Reading books, learning new things, acquiring new insights is one of my favorite passtimes. And I consider it a luxury to have the time and be free to choose what to read.
So the last couple of weeks I have taken the time to read loads of books, journals, blogs – you name it. Mainly on development related issues, in the broadest sense of the term.
Sometimes the message the author tries to get across is an optimistic one, such as the book by Jeffrey Sachs on the end of poverty, from 2005. Well, let’s be realistic, the end of extreme poverty. I never really read it in detail back then, and thought was very worth reading in retrospect.
Very informative, even though the suggestion that economic growth is part of the solution did bother me. Something which was reinforced reading a book by Hans Achterhuis, a Dutch philosoper on the utopia of the free market. An interesting book with a lot of interesting as well as disturbing information.
One especially disturbing example from Achterhuis comes originally from Naomi Klein’s The Shock Doctrine, on how some of the aid money was spent in Sri Lanka after the Tsunami. Large corporations used it to develop to large hotels and support the development of large scale fishing, while the small-scale fishermen originally from the village who had been fighting against this development, were still burying their deaths.
While reading, my doubts were reinforced about whether economic growth and a free market are realistic solutions or just another utopia and something to aspire to at all.

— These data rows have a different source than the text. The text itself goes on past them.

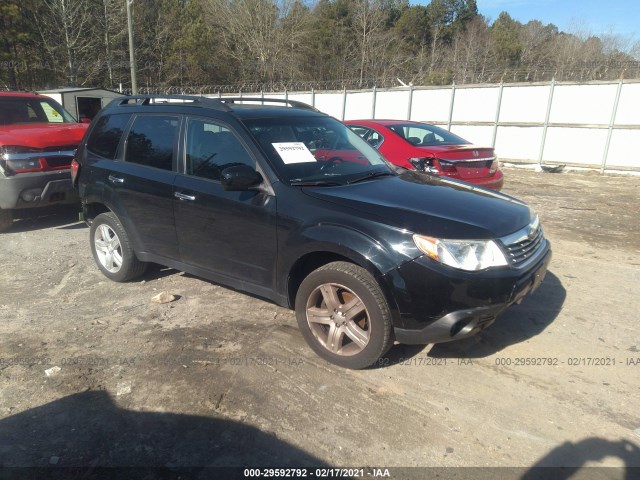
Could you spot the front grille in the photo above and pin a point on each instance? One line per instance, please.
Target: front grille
(525, 245)
(58, 162)
(61, 148)
(474, 164)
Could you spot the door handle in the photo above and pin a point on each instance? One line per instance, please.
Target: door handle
(182, 196)
(114, 179)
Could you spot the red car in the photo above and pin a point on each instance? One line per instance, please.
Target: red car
(420, 146)
(37, 141)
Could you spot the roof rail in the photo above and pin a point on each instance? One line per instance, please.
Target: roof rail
(263, 100)
(155, 99)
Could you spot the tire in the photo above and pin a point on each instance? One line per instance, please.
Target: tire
(6, 220)
(112, 249)
(344, 315)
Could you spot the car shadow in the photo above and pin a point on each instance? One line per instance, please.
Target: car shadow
(517, 324)
(88, 432)
(569, 459)
(62, 216)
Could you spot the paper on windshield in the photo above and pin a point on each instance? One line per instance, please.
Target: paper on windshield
(293, 152)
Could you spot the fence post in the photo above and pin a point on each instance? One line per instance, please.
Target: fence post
(495, 124)
(344, 101)
(453, 99)
(546, 120)
(373, 103)
(612, 122)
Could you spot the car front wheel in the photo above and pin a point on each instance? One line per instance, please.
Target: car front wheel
(112, 249)
(343, 315)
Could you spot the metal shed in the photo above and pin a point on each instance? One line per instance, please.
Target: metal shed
(82, 102)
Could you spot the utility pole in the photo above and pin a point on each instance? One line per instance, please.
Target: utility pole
(132, 54)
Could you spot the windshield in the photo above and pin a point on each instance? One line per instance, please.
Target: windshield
(316, 150)
(423, 135)
(24, 110)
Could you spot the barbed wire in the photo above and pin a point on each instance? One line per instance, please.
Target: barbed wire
(597, 73)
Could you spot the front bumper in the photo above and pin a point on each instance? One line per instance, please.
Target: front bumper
(37, 189)
(440, 304)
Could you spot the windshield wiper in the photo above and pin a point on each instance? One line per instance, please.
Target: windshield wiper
(372, 175)
(315, 183)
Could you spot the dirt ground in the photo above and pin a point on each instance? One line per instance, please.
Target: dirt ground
(219, 378)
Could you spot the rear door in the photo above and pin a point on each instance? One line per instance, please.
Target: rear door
(142, 184)
(228, 233)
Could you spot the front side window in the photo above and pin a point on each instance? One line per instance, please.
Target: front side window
(21, 110)
(211, 148)
(151, 141)
(105, 136)
(316, 149)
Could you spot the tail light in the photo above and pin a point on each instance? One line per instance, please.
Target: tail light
(425, 164)
(75, 170)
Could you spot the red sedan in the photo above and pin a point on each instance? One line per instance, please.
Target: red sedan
(425, 147)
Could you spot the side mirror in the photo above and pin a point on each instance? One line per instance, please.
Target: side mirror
(239, 178)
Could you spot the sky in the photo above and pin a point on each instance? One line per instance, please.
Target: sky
(597, 17)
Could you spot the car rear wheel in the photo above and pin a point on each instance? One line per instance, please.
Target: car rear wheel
(6, 220)
(112, 249)
(343, 315)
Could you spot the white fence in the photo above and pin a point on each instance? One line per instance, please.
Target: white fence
(593, 124)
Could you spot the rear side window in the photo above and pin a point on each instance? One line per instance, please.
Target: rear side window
(151, 141)
(105, 137)
(211, 148)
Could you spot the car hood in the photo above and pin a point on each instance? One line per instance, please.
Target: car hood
(43, 135)
(430, 205)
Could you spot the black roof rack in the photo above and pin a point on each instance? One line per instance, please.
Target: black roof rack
(263, 100)
(207, 102)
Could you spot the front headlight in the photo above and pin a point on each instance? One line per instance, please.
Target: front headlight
(470, 255)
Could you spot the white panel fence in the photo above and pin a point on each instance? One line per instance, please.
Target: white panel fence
(593, 124)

Others give an overview of successful programmes and approaches to eradicate poverty and violence. For example, The Nurture Effect: How the Science of Human Behavior Can Improve Our Lives and Our World, by Anthony Biglan. The book gives an overview of evidence-based interventions that have the potential to prevent criminal behavior, mental illness, drug abuse, poverty and violence. A book well worth reading with lots of suggestions that all of us can use in daily life.
And even though I really enjoy this travel through literature, I really find it disturbing at times. Reading gives us an opportunity to learn, to get insight into new things and can reveal to us what is happening in the world in more detail than the daily news normally does. It tells us the stories we don’t always see when visiting a place, and can help us understand better why and what is happening.
Lots of social issues and questions have been researched. A large number of solutions for social problems seem to be to hand, for example, to end poverty and violence in the United States and end extreme poverty in the rest of the world.
However, despite all the ongoing efforts, it looks as if there is not sufficient willingness to allocate sufficient finances, solutions are not sexy enough to sell, or events make decision makers increase the amounts spent on war instead. And of course there are too many interests at stake to keep the situation as it is, and there are competing convictions, between those willing to take action, on how the issues should be tackled.
So once in a while, while reading too much, I feel desperate and lost about what can be done. When discussing it with friends, most of them recognise the feeling of not knowing the answer. Even, for example, with apparently simple things, like all the information on what food is good for you, and for the world, is confusing. Let alone on complex matters such as how to solve world problems, such as poverty and violence.
So most of my friends told me they focus on what they can do, and act as much as possible in their smaller circle. Some even mentioned they avoid thinking of the bigger issues, just because they realised they couldn’t handle these bigger issues anymore.
Even with all these small changes added together, we still feel we cannot really influence change. Even though we want it, we feel all we can do is to implement changes at small scale. And what could the impact of all these small changes be? Intriguing question, and I’ll be looking for books that have an answer to that. I’m not sure I’ll find them, and maybe we need a different approach. Maybe we need to tackle these larger scale problems together.